1:16 Too cold with the windchill. I think our school system does like minus 40 with windchill is where the number hits. So if it gets down to like -6, Tommy, any wind makes it feel like -40. So they’re going to just cancel things. Luckily for me my office is in my basement so all I got to do is wake up and come downstairs and that’s where I am. Didn’t really interrupt my work schedule too much.
1:48 Just fine. I did turn on a lot of the heaters though, so I’m expecting quite a substantial heating bill this month just because of all the heat.
1:55 Compared to what people used to do. I don’t know what Abraham Lincoln did when he lived in Chicago, man. But you just had wood in a fire and you got to still deal with Chicago weather.
2:07 It’s funny you mentioned that, Tommy. I was thinking about this the other day. I was outside pulling in wood from our wood pile. We’re in the suburbs, so we don’t have a forest. We don’t cut down wood in any way. We go get some wood from our stockpile outside and bring it inside the house, and I think to myself, I was down in the basement looking at the furnace going, that furnace keeps this whole house warm and it’s like a nice box and it’s so efficient. I couldn’t even imagine the day where you had to make sure you had enough wood piled up for the winter so that you could keep your house warm.
2:52 That was work. And my wife was like, “Yeah, people had to do a lot of heavy work just to stay alive.” I’m like, “Yeah, that’s so true.” Wild, huh, Tommy?

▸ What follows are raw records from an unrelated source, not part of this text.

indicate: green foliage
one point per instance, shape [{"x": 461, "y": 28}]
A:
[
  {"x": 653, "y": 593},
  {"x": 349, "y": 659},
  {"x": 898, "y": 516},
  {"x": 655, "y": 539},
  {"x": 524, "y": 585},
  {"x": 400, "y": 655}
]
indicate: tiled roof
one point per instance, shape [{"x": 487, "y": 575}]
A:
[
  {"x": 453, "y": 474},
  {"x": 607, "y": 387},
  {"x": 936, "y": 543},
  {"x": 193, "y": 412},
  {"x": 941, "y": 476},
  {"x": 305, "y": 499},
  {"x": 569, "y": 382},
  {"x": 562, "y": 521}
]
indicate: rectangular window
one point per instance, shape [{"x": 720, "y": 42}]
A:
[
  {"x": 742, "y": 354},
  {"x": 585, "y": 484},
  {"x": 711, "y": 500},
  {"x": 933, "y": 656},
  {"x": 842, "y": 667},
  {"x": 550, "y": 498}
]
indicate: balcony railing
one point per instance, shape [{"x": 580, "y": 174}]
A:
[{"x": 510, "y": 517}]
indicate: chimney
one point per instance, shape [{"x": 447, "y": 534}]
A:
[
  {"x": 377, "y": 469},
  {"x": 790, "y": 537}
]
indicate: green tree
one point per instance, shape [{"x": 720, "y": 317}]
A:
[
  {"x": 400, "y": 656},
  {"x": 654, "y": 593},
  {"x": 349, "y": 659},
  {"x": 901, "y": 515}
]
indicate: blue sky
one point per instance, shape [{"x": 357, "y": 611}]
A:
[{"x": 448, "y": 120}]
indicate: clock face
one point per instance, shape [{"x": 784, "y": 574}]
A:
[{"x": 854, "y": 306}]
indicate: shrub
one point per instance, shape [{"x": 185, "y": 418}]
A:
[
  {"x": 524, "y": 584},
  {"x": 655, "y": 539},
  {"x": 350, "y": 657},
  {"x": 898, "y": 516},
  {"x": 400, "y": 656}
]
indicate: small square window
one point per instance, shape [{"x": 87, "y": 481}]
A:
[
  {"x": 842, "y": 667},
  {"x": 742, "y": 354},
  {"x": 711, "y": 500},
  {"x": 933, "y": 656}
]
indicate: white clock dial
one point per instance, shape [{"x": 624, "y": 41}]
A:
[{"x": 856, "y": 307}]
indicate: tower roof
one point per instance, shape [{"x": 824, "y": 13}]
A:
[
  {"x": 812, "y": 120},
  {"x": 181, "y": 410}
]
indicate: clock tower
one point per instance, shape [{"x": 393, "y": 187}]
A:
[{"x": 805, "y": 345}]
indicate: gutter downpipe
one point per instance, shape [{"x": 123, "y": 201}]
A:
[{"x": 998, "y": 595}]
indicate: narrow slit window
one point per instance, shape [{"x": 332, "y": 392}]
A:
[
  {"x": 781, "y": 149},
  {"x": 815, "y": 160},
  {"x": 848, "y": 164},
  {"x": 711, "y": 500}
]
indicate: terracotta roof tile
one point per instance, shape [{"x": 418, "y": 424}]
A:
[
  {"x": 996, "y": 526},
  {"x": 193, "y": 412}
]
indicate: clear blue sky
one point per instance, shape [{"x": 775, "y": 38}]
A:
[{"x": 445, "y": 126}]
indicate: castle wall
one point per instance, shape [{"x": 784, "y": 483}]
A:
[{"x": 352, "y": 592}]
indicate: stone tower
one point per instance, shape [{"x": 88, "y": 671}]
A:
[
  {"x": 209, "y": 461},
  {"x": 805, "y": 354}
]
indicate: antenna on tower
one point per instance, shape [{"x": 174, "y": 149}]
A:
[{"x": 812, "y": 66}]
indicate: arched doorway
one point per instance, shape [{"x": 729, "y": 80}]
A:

3:01 Yeah. And he was a lawyer and he did all — could you imagine? I don’t know, man. That’s crazy. I like my technology. You’re funny too because I think this is the multiple time I’ve heard you bring up Abraham Lincoln.
3:23 Maybe that’s why I’m hearing more of the Abraham Lincoln stuff. I don’t know about the guy very much. I know that he was a founding father of the United States, but other than that, I really haven’t paid much attention to him. All right. Today’s main topic — we’ll be talking about a remote Fabric Jupyter notebook and using it with local VS Code.
3:57 There’s already an extension today that you can use to help you go back and forth between the notebook and the Spark engine in Fabric. We’ll unpack this question. There’s some cost considerations here as well. There’s some interesting patterns that I think evolve from here.
4:31 I believe someone even had a Git repo around this topic where they were taking files down from OneLake and mirroring them to your local machine. So you could have the files locally and run an offline version of your Spark engine to develop your notebooks and then publish the notebook back up to the service.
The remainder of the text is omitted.